Rosemarie Trockel

Drawings, Collages and Book Drafts

29 January - 30 April 2011

Image of Rosemarie Trockel's Unititled 2000

Talbot Rice Gallery was the only UK venue for 'Rosemarie Trockel Drawings, Collages and Book Drafts', the largest display of works on paper to date by the internationally renowned artist. The exhibition was a partnership between Talbot Rice Gallery, Kunstmuseum Basel and Kunstmuseum Bonn. Due to the scale of the exhibition, featuring nearly 200 drawings, collages and book drafts, it was hung in all rooms of the gallery.

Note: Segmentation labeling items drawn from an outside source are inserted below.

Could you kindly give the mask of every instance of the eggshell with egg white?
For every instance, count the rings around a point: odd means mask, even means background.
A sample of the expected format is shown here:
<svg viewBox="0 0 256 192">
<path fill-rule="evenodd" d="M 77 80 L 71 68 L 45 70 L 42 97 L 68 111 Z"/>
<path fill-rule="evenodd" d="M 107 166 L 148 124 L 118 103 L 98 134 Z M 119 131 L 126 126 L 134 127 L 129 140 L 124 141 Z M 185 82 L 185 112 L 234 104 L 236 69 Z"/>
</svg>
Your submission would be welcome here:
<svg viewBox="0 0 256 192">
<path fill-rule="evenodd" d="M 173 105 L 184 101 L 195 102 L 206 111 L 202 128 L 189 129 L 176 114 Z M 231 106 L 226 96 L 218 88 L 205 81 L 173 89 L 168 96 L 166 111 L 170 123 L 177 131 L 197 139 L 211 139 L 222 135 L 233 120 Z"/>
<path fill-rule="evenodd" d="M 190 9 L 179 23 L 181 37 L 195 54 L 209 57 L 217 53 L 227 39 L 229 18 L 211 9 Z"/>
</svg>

Within the Academic tradition of Fine Art, drawing was exclusively part of a (predominantly male) artist’s preparatory work and training; it was a starting point for a longer process that was intended to result in a fully resolved oil painting, meticulously worked to remove all brush stokes and signs of uncertainty. Within Rosemarie Trockel’s contemporary practice this uncertainty has become a central part of a strategy to undermine the authoritative systems that have, and continue to, administer specific representations of reality and prescribe certain subjective positions.

Trockel mistrusts the evidence of the pictorial, the clarity and lack of ambiguity of the absolutist approach, and prefers to populate her pictures with chimeras and grotesques that at times seem comical, at times inscrutable

Christoph Schreier

Trockel’s ‘mistrust’ stems from the fact that she has continually encountered opposition within a male dominated art world; although the artist builds upon a strong German artistic context, which includes Joseph Beuys and Martin Kippenberger, she is critical of its implicit machismo. Against an Enlightenment tradition to treat the self as a rational, finite entity, the anthropomorphic figures in Trockel’s drawings blur the boundaries between representations of conscious and unconscious, human and animal states.

Rosemarie Trockel, Vorstudie (Preliminary Study), 1989

Since 2004, collages have become a distinct part of Rosemarie Trockel’s oeuvre, often allowing her to recombine aspects of her multifaceted practice, which has included photography, film, sculpture and installation. If drawing allows Trockel, “both springboard and experimental space [that] for all its heterogeneity evinces continuities of both form and space” *, then collage allows those forms and spaces to be reworked and re-contextualised.

Rosemarie Trockel has long worked on book drafts - small examples of books that could possibly be produced - which became a central part of her practice. This exhibition marked the first time book drafts have been exhibited so extensively. Bearing a similarity to sketchbooks, they, “reveal much about Trockel’s thinking process while keeping the inquisitive reader at a safe distance” **.

Like her drawings, the book drafts consciously play with expectations and negate easy readings. They open up the possibility of interpreting Trockel’s work in a non-linear fashion, seeing them as potential ideas for future works, while simultaneously being a record of her past ideas. These works also suggest art therapy in which fears might be realised and faced. Indeed, the exhibition as a whole seemed to reveal a much deeper set of fears, where all that is repressed by strict systems of representation appears to return.

Rosemarie Trockel (1952) became prominent in the mid 1980s with her now famous ‘knitted pictures’. Today Trockel is highly regarded internationally and has won several awards for her sophisticated practice, represented Germany at the Venice Biennale (1999 and 2003) and her work is represented in collections worldwide. Rosemarie Trockel lives and works in Cologne.

* Christoph Schreier (2010) in the exhibition catalogue (Questioning the Middle: People, Animals, and Mutants in Rosemarie Trockels Work’s on Paper).

** Gregory Williams (2010) in the exhibition catalogue (The Art of Indecision: Rosemarie Trockel’s Book Drafts).